Le dernier taux de chômage de Hong Kong a atteint un niveau record en trois ans. Selon les données récemment publiées par le Bureau des statistiques du gouvernement, entre juillet et septembre 2025, le taux de chômage ajusté saisonnièrement s’est élevé à 3,9 %, en hausse de 0,2 point de pourcentage par rapport à 3,7 % entre juin et août, le niveau le plus élevé depuis septembre 2022. Pendant cette période, le nombre de chômeurs a augmenté d’environ 4 600 personnes, atteignant un total de 155 600, tandis que la population active a légèrement diminué à 3,83 millions. Le nombre de personnes sous-employées a également augmenté de 600 pour atteindre 60 000, maintenant un taux de sous-emploi à 1,6 %.
En examinant les données par secteur, on constate que le taux de chômage dans les secteurs des services sociaux et de la construction a connu une hausse significative. Parmi eux, les métiers liés aux travaux de fondation et de superstructure, ainsi qu’à la décoration et à la rénovation des bâtiments, ont vu leur taux de chômage augmenter de 0,3 point de pourcentage par rapport au trimestre précédent. Dans le secteur de la vente au détail, le taux de chômage a atteint 5,3 %, se hissant ainsi comme l’un des secteurs les plus touchés. Pendant ce temps, le taux de chômage dans le secteur des services de restauration est resté stable, tandis que les secteurs financier et des activités de soins de santé ont enregistré une légère baisse, ce qui reflète qu’une partie des secteurs conserve encore une certaine résilience.
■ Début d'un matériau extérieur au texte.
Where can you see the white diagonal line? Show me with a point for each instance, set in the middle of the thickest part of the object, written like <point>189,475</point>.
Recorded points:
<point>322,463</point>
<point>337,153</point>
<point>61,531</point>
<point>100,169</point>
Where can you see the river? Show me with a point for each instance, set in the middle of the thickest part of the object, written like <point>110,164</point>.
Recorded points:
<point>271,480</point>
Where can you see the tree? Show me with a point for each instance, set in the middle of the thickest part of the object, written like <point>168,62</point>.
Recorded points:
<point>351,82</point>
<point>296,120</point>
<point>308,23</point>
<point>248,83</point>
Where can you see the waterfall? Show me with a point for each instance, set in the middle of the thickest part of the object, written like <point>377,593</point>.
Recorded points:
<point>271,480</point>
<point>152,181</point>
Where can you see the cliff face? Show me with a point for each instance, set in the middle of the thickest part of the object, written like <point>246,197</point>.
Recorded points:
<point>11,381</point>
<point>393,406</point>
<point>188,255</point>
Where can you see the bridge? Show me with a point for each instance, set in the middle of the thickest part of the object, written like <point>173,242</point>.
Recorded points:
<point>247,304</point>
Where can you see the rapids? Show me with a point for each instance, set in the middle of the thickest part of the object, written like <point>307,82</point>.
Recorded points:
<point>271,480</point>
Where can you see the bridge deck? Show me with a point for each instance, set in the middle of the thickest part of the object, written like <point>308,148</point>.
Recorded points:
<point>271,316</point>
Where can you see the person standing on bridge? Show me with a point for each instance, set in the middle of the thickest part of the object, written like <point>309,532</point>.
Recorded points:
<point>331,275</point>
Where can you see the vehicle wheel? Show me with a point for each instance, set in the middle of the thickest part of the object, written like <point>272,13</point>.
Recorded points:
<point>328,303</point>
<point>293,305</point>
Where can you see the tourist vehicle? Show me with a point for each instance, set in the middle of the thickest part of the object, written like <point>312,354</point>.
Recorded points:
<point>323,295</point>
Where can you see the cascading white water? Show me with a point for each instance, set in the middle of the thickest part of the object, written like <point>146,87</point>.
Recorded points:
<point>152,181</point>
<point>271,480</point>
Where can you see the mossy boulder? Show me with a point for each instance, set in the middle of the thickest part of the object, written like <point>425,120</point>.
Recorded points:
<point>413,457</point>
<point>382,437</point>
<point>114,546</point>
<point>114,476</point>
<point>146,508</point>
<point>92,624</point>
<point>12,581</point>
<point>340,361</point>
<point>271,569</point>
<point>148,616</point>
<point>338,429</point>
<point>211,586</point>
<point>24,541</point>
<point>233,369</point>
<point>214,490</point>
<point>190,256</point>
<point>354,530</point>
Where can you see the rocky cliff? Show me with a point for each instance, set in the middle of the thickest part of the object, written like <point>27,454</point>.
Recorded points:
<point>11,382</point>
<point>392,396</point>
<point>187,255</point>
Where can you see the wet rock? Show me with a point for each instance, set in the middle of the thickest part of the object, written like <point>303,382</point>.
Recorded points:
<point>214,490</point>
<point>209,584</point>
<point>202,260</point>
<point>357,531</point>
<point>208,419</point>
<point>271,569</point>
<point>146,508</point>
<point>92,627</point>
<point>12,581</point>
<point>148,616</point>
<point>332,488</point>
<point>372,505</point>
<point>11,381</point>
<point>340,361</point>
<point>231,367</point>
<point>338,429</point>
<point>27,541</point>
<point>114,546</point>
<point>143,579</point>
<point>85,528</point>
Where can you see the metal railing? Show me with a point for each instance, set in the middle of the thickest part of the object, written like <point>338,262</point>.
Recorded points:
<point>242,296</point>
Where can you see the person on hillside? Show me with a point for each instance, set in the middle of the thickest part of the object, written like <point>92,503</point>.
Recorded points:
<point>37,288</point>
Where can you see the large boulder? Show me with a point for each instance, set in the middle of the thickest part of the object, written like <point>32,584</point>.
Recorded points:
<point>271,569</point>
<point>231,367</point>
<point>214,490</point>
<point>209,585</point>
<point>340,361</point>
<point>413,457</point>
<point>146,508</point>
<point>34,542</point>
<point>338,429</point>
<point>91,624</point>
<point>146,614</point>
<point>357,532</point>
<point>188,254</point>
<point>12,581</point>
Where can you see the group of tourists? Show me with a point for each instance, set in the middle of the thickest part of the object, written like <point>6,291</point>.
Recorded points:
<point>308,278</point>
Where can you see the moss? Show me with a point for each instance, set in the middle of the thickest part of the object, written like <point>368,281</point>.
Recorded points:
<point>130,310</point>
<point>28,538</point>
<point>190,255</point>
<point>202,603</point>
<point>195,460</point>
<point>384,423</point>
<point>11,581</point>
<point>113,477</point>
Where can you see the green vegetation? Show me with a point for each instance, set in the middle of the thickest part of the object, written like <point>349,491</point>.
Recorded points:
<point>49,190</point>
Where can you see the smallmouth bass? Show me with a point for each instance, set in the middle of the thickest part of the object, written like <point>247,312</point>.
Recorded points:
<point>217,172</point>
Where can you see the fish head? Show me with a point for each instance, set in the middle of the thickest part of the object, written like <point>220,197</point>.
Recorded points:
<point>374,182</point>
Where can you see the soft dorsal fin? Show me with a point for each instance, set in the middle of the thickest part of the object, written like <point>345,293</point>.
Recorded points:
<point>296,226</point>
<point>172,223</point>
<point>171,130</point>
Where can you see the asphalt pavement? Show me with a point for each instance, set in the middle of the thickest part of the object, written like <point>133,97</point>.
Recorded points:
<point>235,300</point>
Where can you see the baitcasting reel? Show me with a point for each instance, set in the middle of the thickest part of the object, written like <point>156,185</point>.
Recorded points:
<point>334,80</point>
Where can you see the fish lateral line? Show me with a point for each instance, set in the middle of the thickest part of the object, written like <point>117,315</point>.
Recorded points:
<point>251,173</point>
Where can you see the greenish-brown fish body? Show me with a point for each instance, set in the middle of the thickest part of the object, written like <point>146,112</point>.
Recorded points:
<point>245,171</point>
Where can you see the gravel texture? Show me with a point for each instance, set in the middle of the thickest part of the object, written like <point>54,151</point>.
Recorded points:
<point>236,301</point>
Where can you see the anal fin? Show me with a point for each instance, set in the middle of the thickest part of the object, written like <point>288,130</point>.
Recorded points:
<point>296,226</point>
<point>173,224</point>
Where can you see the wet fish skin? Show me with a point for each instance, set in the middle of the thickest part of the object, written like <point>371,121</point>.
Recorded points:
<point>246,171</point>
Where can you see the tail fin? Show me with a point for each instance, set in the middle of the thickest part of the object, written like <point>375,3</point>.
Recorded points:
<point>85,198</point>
Le directeur du Bureau du travail et du bien-être, Sun Yuhan, a déclaré que Hong Kong traverse actuellement une transformation économique, et certains secteurs traditionnels subissent inévitablement des impacts. Cependant, il s’attend à ce que les activités économiques d’octobre soient plus favorables, surtout pendant la période des vacances nationales, où le nombre de touristes et les activités de consommation devraient augmenter, offrant ainsi des effets positifs à court terme sur le marché de l’emploi. Il a souligné que le gouvernement suivra de près les évolutions du marché du travail et renforcera davantage le soutien à l’emploi et la circulation des informations.
Le Secrétaire aux Finances, Paul Chan, a indiqué que dans le cadre d’un ajustement continu de la structure économique, la demande de main-d’œuvre connaît naturellement des changements. Cependant, il estime que l’économie de Hong Kong reste résistante, avec un marché immobilier résidentiel qui tend vers la stabilité et l’augmentation continue de nouveaux emplois, ce qui contribue à atténuer certaines pressions sur l’emploi. Il prévoit que l’économie locale maintiendra son élan d’expansion dans les mois à venir, ce qui sera bénéfique pour le développement global de l’environnement de l’emploi.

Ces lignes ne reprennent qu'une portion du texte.